Below are the respective authorization rules for these scenarios:
# read access for all on the prod branch
nessie.server.authorization.rules.prod=\
op in ['VIEW_REFERENCE'] && ref=='prod' && role in ['Alice', 'Bob', 'Carol', 'Dave']
# alice & dave can read Foo
nessie.server.authorization.rules.reading_foo_on_prod=\
op in ['READ_ENTITY_VALUE'] && ref=='prod' && path=='Foo' && role in ['Alice', 'Dave']

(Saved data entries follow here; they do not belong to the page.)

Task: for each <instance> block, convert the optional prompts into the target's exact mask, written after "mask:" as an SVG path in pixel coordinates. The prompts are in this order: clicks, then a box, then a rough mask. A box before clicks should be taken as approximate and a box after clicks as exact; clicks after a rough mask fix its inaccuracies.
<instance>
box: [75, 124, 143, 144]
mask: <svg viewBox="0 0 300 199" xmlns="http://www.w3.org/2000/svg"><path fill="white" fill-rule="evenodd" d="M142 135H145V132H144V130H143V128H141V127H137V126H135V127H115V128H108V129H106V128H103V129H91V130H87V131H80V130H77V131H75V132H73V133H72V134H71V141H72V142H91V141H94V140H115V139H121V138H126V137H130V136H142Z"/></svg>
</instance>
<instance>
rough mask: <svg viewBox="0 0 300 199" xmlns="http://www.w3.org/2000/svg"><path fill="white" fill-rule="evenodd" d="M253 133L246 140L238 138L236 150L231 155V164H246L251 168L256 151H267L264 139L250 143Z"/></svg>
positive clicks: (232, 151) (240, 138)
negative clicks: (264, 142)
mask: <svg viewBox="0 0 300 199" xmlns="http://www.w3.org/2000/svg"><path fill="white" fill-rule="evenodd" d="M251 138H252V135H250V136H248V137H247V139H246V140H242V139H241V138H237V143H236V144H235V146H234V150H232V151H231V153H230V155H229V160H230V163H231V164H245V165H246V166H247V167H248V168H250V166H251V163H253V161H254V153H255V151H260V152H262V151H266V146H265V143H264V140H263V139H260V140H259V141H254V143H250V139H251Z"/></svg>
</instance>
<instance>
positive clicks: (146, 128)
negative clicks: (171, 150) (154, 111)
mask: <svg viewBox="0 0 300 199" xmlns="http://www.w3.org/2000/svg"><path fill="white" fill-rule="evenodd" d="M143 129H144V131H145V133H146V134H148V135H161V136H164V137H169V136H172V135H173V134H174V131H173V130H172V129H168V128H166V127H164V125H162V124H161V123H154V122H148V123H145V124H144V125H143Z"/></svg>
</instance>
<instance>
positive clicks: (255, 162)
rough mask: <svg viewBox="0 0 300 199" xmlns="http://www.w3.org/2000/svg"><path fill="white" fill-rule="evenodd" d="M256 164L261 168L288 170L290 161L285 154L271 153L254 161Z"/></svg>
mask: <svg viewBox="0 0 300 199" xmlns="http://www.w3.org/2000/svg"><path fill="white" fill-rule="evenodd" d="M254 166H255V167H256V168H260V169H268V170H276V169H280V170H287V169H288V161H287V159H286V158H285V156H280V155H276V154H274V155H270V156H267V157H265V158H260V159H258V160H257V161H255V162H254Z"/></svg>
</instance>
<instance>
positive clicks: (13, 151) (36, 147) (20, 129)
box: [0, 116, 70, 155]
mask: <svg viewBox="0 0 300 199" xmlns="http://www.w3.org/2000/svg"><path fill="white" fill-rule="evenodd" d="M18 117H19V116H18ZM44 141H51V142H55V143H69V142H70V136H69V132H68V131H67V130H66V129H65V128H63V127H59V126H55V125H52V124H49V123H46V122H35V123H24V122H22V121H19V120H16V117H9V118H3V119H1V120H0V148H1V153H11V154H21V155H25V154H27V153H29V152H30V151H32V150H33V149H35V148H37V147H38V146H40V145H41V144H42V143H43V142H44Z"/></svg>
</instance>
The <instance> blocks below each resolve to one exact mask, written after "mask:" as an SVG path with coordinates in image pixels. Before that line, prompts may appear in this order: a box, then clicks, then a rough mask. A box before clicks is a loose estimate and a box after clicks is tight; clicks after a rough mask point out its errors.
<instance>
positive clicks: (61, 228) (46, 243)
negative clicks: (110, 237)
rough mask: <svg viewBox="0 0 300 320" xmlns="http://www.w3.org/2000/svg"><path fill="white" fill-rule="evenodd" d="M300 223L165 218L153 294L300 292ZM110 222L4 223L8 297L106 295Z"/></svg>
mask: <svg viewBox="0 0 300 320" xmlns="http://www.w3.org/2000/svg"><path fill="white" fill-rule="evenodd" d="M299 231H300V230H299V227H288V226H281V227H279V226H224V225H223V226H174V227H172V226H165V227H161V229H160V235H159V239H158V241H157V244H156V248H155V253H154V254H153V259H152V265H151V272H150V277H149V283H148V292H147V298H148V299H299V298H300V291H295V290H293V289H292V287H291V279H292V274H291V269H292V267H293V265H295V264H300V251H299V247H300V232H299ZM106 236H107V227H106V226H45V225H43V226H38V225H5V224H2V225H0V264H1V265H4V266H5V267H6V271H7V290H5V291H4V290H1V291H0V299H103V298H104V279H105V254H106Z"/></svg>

# specific rules for carol on her branch
nessie.server.authorization.rules.carol-branch=\
op in ['VIEW_REFERENCE', 'CREATE_REFERENCE', 'DELETE_REFERENCE', 'COMMIT_CHANGE_AGAINST_REFERENCE'] && ref=='carol-branch' && role=='Carol'
# specific rules for dave on his branch
nessie.server.authorization.rules.dave-experiment=\
op in ['VIEW_REFERENCE', 'CREATE_REFERENCE', 'DELETE_REFERENCE', 'COMMIT_CHANGE_AGAINST_REFERENCE'] && ref=='dave-experiment' && role=='Dave'
# bob can read/update/delete BobsBar only
nessie.server.authorization.rules.bob=\
op in ['READ_ENTITY_VALUE', 'UPDATE_ENTITY', 'DELETE_ENTITY'] && path=='BobsBar` && role=='Bob')
# carol can read/update/delete CarolsSecret
nessie.server.authorization.rules.carol=\
op in ['READ_ENTITY_VALUE', 'UPDATE_ENTITY', 'DELETE_ENTITY'] && path=='CarolsSecret` && role=='Alice')
# dave can read/update/delete DavesHiddenX
nessie.server.authorization.rules.dave=\
op in ['READ_ENTITY_VALUE', 'UPDATE_ENTITY', 'DELETE_ENTITY'] && path=='DavesHiddenX` && role=='Dave')